Most of the stories generated within those billions of Call of Duty games were undoubtedly chaotic, disjointed affairs and would be of little or no interest to a viewer who wasn’t also engaged in the game. But I guarantee there were exceptions. I refuse to believe you can go more than a few thousand years without a few fascinating moments of inspiration, valor or humor, even in a bombastic game in which the primary narrative elements are literally bombs. Ultimately, those intriguing moments must have surely transformed a disinterested observer into an engaged viewer.

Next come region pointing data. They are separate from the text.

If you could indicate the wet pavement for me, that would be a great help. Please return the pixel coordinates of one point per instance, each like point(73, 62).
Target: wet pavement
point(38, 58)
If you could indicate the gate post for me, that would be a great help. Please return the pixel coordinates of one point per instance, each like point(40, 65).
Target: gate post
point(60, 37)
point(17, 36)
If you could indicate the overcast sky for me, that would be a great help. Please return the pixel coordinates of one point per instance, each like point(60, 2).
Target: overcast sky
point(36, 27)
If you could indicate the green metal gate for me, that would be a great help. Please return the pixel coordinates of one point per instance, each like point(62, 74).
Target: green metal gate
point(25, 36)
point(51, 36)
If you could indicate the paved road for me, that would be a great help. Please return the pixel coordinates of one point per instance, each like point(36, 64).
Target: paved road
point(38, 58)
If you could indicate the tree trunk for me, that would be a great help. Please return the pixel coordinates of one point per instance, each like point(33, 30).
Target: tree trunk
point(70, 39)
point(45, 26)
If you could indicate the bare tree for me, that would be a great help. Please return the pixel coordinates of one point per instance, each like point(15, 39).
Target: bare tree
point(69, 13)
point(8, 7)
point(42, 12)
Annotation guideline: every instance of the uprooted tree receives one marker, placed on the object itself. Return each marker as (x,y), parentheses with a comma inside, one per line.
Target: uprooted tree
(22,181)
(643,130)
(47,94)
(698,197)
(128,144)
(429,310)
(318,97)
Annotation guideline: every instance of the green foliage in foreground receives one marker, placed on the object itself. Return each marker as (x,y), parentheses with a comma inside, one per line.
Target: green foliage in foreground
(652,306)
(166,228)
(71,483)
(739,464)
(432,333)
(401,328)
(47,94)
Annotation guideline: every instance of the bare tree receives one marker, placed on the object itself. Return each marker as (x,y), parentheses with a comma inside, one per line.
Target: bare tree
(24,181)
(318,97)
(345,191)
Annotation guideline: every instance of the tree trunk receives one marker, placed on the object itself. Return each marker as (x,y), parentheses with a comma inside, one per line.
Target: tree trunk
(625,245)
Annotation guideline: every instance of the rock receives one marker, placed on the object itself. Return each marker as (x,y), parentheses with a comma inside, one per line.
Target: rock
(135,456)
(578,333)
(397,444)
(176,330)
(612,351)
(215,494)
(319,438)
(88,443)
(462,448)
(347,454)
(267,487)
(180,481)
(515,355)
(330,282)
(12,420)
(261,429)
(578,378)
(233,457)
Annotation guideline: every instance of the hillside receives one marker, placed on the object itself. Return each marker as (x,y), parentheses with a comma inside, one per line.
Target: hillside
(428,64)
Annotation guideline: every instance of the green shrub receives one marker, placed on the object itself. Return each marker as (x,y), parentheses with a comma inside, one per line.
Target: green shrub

Should we grieve the loss of those precious few moments that are now lost to the digital ether? Nah. There are easier ways to find and distribute great stories, especially when those moments of glowing narrative are so rare. But what if the content weren’t so polarizing? And what if there was a system in place that let a few savvy curators isolate and frame the best storylines? What if there were ways to generate more frequent narrative serendipity?

It might look a little like Full House Poker.

In addition to the human-vs-computer gameplay that provides the basis for much of the Full House Poker experience, the game features a regularly scheduled live event called Texas Heat. These half-hour tournaments that link players via Xbox Live will be focused according to theme (e.g., costume night, beginners night, pro night, etc.). And here’s how the live tournaments were described by Xbox Live games lead producer Sean O’Connor in a recent interview with Kotaku:

“We have an announcer who comes on, tells you about different things happening in the tournament. We tried to make it feel like a TV show. It’s more about camera angles and call outs.”

All the game is a stage, and in this case, the players are the players. From the Kotaku article: “While playing the tournament, gamers will hear when friends in the tournament do something spectacular, good or bad, O’Connor said. So if a friend plays a particularly bad hand, or bluffs his way to a big win, you’ll hear about it.” As it becomes easier to place a virtual and figurative spotlight on interesting players, it’s easy to imagine human interest stories being developed in an effort to pull the same sort of viewership currently dedicated to broadcast reality programming on TV.
It’s an enticing economic model for content creation. The “actors” (players) pay for the opportunity to compete against one another while serving as the stars of drama or comedy or thriller that unfolds in real time. There isn’t any shortage of game play from which to draw stories – game designer/trendwatcher Jane McGonigal estimates there are 3 billion hours of gaming every week.

Platform owners such as Microsoft and Sony will make increasing use of games-as-content, taking advantage of the human element to enhance additional storytelling through games that already include Hollywood blockbuster-quality sound and visuals.

However, real-time conversation curators and gamers aren’t going to replace directors and actors any time soon. There will be cost efficiencies in “found” content, but waiting to stumble across great content can’t replace all original storytelling methods. We don’t have the infinite time or the infinite monkeys.